PARIS, 28 février 2019 (AFP) – La SNCF a été condamnée pour « entrave » à « l’information et la consultation » du comité d’entreprise européen (CEE) du groupe ferroviaire, lors de la vente en 2017 de sa filiale de logistique automobile STVA, a annoncé jeudi la CGT-Cheminots.

« L’Epic SNCF (holding de tête du groupe, ndlr) a entravé l’information et la consultation du comité d’entreprise européen SNCF dans le cadre du projet de cession du groupe STVA », considère le tribunal de grande instance de Bobigny dans son jugement du 22 février, dont l’AFP a obtenu copie.

Le tribunal note dans son jugement que « le CEE a été informé tardivement » de cette vente « et de manière insuffisante ». En outre, ajoute le tribunal, « l’entrave à la procédure de consultation du CEE » est également « caractérisée » car « la consultation doit être réalisée en temps utile, c’est-à-dire avant la décision de cession ».

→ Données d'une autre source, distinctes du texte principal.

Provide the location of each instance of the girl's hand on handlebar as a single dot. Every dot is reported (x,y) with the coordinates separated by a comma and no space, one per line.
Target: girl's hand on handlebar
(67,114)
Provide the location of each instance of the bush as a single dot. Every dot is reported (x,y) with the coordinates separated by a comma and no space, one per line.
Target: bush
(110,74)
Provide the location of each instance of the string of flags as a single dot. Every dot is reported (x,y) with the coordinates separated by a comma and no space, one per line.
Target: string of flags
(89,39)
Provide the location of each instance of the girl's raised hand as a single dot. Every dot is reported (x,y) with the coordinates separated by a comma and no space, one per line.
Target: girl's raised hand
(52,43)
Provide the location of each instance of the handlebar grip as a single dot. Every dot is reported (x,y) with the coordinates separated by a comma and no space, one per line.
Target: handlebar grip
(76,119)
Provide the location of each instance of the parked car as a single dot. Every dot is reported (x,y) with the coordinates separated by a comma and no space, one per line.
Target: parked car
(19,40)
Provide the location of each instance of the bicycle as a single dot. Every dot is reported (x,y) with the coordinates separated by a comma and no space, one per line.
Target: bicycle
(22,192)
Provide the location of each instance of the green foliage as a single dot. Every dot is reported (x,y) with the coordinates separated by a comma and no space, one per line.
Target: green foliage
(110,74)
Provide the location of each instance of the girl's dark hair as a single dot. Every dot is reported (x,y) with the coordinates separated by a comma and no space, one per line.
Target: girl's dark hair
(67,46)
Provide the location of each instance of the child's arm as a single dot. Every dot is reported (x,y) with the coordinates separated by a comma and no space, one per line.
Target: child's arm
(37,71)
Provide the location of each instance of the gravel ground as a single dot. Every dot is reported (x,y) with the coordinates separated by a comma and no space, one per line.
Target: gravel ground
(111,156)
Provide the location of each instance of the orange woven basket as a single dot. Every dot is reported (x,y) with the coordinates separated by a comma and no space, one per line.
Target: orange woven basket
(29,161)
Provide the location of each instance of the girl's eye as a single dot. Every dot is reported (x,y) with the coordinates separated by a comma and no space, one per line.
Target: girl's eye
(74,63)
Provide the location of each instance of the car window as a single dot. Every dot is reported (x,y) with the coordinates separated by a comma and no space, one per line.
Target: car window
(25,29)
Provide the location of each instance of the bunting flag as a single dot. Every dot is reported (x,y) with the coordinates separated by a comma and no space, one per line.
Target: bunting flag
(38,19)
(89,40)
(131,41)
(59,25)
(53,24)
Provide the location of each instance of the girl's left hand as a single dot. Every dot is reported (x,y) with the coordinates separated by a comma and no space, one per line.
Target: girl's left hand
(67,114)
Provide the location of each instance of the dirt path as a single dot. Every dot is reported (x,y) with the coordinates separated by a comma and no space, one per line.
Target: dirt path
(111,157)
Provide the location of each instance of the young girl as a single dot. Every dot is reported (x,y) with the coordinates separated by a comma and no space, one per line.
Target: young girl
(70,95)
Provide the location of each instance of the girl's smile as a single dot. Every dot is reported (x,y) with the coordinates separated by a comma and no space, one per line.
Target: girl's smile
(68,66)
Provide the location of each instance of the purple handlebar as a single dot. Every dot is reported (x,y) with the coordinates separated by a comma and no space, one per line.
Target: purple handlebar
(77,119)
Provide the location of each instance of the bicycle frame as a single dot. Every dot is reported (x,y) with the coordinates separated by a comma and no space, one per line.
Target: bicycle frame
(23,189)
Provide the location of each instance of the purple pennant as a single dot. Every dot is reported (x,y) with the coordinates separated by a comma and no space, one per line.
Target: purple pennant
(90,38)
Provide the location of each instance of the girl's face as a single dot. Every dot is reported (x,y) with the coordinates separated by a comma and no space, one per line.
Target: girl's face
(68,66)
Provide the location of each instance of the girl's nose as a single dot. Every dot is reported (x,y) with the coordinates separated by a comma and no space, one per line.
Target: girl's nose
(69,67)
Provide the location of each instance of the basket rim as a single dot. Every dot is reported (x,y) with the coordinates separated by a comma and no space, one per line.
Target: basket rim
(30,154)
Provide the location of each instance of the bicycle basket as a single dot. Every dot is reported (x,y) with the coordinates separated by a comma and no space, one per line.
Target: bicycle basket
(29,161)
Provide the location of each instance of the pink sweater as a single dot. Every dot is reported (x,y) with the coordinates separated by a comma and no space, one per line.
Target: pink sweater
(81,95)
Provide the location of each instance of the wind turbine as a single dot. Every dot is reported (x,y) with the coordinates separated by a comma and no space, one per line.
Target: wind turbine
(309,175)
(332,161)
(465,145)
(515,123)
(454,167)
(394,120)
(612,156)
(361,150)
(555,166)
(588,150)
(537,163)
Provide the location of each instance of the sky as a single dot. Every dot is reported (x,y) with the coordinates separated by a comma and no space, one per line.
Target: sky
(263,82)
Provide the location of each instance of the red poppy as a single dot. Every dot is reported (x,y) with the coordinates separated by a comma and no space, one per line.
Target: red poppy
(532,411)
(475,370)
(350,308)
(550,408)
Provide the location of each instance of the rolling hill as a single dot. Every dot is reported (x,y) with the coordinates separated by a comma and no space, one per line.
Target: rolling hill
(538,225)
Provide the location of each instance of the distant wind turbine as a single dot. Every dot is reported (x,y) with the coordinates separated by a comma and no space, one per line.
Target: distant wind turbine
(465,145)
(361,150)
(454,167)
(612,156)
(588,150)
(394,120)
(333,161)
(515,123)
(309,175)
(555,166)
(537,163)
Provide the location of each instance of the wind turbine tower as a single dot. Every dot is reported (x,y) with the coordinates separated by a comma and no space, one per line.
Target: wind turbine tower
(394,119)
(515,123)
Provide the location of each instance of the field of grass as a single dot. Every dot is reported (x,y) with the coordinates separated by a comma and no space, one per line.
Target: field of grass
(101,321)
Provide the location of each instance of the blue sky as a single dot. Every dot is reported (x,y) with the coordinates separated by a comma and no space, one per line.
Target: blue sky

Le tribunal a condamné l’Epic SNCF à verser 18.000 euros au comité d’entreprise européen, dont « 15.000 euros à titre de dommages et intérêts ».

« Avec cette décision, la SNCF devra à l’avenir changer d’attitude et procéder aux informations et consultations en temps utile comme le prévoient les textes législatifs français et européens », souligne la CGT-Cheminots jeudi dans un communiqué.

Le syndicat, qui avait « initié » cette procédure « portée par le CEE », ajoute qu’il « continuera de se battre afin de faire respecter les droits des salariés » et « les prérogatives de leurs élus dans chaque instance représentative du personnel ».

Au moment de sa cession en 2017, la STVA employait 2.150 salariés, principalement en France, en Allemagne et au Royaume-Uni. Elle était alors logée au sein de la branche SNCF Logistics.

Spécialisée dans le transport de véhicules automobiles finis, sur route et sur rail, elle a été vendue au groupe CAT, ancienne filiale de Renault.